Uh, they... [ Laughter ]
[ Applause ] They look...
They look like two defendants on "The People's Court."
That's how your parents look when you try to tell them
about the benefits of CBD oil.
[ Laughter and applause ]
[ Chuckling ] Look at Chuck Schumer.
He looks like he's wearing a Chuck Schumer mask.
[ Laughter ] Some more news --
In a tweet today, Trump talked about forest fires.
But he spelled the word "forest" wrong twice.
Take a look at this. Yeah. [ Laughter ]
[ Audience groans ]
I guess you can add spellcheck
to the list of things that are shut down.
It's like... [As Trump ] Oh...
[ Laughter and applause ] "Forest?"
I spelled "fires" right. [ Light laughter ]
[ Normal voice ] You guys see this?
All week, the Internet has been going nuts
over this app called Twinning, where you upload a photo,
and it shows you your celebrity twin.
Okay, yeah. So, for example,
if I load this selfie from my Instagram,
I get an 83% match with myself.
[ Laughter ]
-83%? -83%.
-That's pretty good. -83%, it looks like me.
-Yeah. [ Light laughter ]
-It's a weird picture of me, too.
I don't even remember -- When did I have a beard?
I have no idea what's going on. -Yeah.
-Well, everyone's been using it, even some political figures.
I'll show you what I mean here. First up is Mike Pence.
The app says that his twin was Eminem.
[ Laughter and applause ] -Wow.
-Cool. -Yeah.
-Next up, there's Senator Elizabeth Warren.
The app said her twin was Barb from "Stranger Things."
[ Laughter ] I miss Barb!
-Wow. -Where's Barb?! I miss Barb!
She should have her own spin-off.
Here's White House Chief of Staff, Mick Mulvaney.
His twin was Scooter from the Muppets.
[ Laughter and applause ] -Oh!
-Up next, there's Eric Trump.
His twin was the bad guy from "Aquaman."
[ Laughter and applause ]
And finally, we have President Trump.
His twin was a yam. Oh, interesting.
[ Laughter and applause ]
You guys hear this?
Amazon founder, Jeff Bezos and his wife are splitting up.

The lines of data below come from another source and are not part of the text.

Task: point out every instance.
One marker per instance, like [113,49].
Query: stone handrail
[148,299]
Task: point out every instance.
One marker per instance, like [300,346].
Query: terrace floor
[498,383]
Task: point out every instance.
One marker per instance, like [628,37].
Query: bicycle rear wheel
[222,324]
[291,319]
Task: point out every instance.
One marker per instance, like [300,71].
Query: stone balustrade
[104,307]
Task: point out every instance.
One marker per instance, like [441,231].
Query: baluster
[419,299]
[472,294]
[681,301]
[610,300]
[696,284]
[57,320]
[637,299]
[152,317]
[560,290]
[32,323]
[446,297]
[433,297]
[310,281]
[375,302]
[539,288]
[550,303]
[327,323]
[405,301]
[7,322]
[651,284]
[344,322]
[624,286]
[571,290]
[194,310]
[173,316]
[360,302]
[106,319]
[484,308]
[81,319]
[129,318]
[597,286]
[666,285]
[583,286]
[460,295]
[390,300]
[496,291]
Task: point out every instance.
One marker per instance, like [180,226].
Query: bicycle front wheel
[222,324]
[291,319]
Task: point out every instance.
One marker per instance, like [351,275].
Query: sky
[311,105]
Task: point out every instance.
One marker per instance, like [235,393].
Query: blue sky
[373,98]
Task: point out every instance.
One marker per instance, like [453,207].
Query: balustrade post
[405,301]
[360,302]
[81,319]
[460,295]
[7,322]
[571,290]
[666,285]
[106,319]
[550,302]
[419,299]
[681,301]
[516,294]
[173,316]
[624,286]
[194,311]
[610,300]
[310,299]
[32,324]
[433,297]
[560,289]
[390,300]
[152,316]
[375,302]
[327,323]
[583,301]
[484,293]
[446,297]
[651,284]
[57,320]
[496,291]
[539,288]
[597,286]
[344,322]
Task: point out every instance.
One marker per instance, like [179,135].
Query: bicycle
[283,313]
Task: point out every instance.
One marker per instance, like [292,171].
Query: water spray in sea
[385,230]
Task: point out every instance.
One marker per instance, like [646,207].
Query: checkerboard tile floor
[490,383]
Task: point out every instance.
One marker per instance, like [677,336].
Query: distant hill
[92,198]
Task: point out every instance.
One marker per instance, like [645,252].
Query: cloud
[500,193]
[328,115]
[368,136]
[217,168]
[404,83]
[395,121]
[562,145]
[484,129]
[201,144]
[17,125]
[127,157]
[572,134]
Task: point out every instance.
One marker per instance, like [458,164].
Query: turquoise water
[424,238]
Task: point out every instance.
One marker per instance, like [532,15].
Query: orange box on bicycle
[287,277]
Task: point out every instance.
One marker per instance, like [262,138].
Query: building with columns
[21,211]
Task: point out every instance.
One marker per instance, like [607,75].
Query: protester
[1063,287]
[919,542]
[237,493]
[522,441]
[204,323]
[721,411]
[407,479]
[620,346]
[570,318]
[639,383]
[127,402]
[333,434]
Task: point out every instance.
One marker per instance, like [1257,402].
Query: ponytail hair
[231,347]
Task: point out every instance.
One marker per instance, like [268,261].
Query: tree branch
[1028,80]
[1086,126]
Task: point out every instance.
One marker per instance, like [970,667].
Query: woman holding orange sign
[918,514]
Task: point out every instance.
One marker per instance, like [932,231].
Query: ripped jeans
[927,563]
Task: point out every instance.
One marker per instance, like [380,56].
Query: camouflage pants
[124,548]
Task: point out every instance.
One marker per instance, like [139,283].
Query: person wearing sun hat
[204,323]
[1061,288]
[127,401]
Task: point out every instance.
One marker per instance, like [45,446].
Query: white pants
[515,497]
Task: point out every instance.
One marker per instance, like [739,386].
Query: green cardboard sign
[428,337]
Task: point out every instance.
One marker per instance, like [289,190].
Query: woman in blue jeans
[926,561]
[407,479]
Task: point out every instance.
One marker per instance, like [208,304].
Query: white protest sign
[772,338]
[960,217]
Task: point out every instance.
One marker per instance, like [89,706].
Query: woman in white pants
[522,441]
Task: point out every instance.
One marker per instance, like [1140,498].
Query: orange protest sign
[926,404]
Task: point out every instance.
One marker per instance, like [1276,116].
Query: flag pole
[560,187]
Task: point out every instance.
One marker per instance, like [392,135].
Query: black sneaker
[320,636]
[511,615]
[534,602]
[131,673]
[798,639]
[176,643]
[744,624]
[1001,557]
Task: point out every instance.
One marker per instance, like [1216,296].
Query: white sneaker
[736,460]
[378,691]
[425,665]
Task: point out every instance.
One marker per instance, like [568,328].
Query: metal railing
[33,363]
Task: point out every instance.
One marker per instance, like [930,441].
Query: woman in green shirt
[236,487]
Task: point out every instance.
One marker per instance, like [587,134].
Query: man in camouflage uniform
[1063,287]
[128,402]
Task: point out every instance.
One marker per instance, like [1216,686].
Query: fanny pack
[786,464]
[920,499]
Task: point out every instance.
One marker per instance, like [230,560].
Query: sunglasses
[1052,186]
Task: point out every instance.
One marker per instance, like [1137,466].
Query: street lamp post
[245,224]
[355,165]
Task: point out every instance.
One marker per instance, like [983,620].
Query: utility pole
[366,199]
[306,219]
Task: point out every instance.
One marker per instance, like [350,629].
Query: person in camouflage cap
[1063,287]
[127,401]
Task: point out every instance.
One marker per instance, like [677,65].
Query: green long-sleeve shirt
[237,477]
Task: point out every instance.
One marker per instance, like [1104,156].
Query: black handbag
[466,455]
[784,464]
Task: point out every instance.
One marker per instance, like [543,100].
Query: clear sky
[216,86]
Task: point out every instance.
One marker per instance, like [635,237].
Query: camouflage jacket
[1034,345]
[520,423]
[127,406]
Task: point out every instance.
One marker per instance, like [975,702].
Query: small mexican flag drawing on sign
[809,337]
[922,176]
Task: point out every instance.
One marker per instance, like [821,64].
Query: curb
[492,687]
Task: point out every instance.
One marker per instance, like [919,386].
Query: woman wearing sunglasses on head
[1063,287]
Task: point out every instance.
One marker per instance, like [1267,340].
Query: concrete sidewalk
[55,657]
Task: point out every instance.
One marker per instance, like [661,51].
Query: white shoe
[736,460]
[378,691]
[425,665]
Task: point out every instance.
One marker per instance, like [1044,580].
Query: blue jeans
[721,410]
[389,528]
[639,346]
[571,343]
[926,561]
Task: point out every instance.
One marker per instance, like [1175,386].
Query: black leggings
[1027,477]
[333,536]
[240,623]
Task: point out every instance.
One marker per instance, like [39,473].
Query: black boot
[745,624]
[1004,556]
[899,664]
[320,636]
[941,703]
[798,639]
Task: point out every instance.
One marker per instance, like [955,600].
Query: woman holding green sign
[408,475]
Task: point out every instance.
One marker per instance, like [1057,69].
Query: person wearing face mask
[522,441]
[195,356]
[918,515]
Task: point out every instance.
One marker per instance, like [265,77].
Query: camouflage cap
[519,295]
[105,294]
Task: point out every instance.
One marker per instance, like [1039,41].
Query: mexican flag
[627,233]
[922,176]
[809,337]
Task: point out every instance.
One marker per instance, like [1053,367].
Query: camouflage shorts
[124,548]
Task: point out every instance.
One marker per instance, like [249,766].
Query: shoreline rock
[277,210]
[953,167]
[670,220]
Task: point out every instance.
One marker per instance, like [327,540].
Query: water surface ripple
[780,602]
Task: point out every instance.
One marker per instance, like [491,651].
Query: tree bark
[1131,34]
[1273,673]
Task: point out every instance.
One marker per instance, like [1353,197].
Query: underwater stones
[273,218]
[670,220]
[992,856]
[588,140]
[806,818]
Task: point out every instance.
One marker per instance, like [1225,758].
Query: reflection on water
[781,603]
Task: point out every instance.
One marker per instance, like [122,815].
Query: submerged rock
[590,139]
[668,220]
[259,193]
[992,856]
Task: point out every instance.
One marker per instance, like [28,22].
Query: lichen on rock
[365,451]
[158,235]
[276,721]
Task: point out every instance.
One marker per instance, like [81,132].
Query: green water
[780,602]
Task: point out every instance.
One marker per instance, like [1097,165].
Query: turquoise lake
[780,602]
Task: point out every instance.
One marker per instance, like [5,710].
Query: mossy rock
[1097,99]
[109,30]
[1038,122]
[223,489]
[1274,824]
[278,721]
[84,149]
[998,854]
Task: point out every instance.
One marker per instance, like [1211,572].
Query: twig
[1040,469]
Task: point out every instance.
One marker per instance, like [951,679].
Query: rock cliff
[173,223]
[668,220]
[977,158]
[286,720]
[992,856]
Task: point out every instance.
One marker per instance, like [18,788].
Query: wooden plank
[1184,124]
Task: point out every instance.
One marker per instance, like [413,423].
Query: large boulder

[ Audience groans ] But on the bright side,
he has a lot of extra boxes to pack his things up.
[ Laughter and applause ]
And finally, I heard that Denver could become
the first city in America to decriminalize magic mushrooms.
They're the first ones to realize
that the only way Americans will eat vegetables
is if they're also drugs. [ Laughter ]
We have a great show tonight! Give it up for the Roots!